Their musical idols were dying, and being steadily replaced by plastic corporate pop stars and super groups.
Yet here Walter was, basking in the musical genius of one of his personal heroes, on a par with Tesla and Einstein. The incomparable Roscoe Joyce was in rare form on stage, coaxing new resonance and meaning from old hits and exploring uncharted territory in selections from a complex and profoundly spiritual rock opera that Walter had never heard before.
He glanced over at Bell, unable to stop smiling, and noticed that his friend seemed a little bored by the concert, checking his watch and looking impatient as Iggy thundered off into yet another ten-minute drum solo. Didn’t Bell appreciate the layered complexity and meaning in this music? He’d seemed to like the band well enough when Walter had first played “Seven Suns” for him back in 1966. And he’d been intrigued by the rumor of the lost track “Greenmana” and its supposed hallucinogenic effect.
Now, he just looked annoyed.
Walter felt a sudden hot rush of embarrassment, and even guilt. Of course Bell was impatient. Walter should be, too. They weren’t in the club to enjoy music. They were there to convince Roscoe and the band to help them defeat a dangerous killer.
* * *
“Thank you!” Roscoe howled into the mike, fist in the air as he got up from his keyboard bench.

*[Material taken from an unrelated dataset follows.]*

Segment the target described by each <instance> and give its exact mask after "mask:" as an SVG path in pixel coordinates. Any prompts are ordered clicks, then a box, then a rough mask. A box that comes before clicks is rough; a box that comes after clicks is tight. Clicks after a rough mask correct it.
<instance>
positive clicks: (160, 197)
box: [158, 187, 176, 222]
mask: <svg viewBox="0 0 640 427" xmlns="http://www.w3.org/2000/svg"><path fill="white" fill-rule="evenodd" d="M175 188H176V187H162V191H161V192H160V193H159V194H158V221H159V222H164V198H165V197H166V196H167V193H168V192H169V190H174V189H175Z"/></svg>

“Thank God,” Bell muttered under his breath as the band put down their instruments and left the stage. But Walter knew they would never end the set without doing “Seven Suns.” That was their one commercial hit, the one song that they were best known for. Besides, if they were really done, they would have taken their instruments with them.
Sure enough, less than a minute later the band came back up onto the stage, hands in the air. The small crowd made up for their lack of numbers with wild enthusiasm, cheering and chanting.
“Se-ven Suns! Se-ven Suns! Se-ven Suns! Se-ven Suns! Se-ven Suns!”
“You have got to be kidding,” Bell said, rolling his eyes.
“You can’t get rid of us that easy,” Roscoe said, grinning into the mike. “This song is a little ditty I wrote a few years back. Maybe you’ve heard of it.”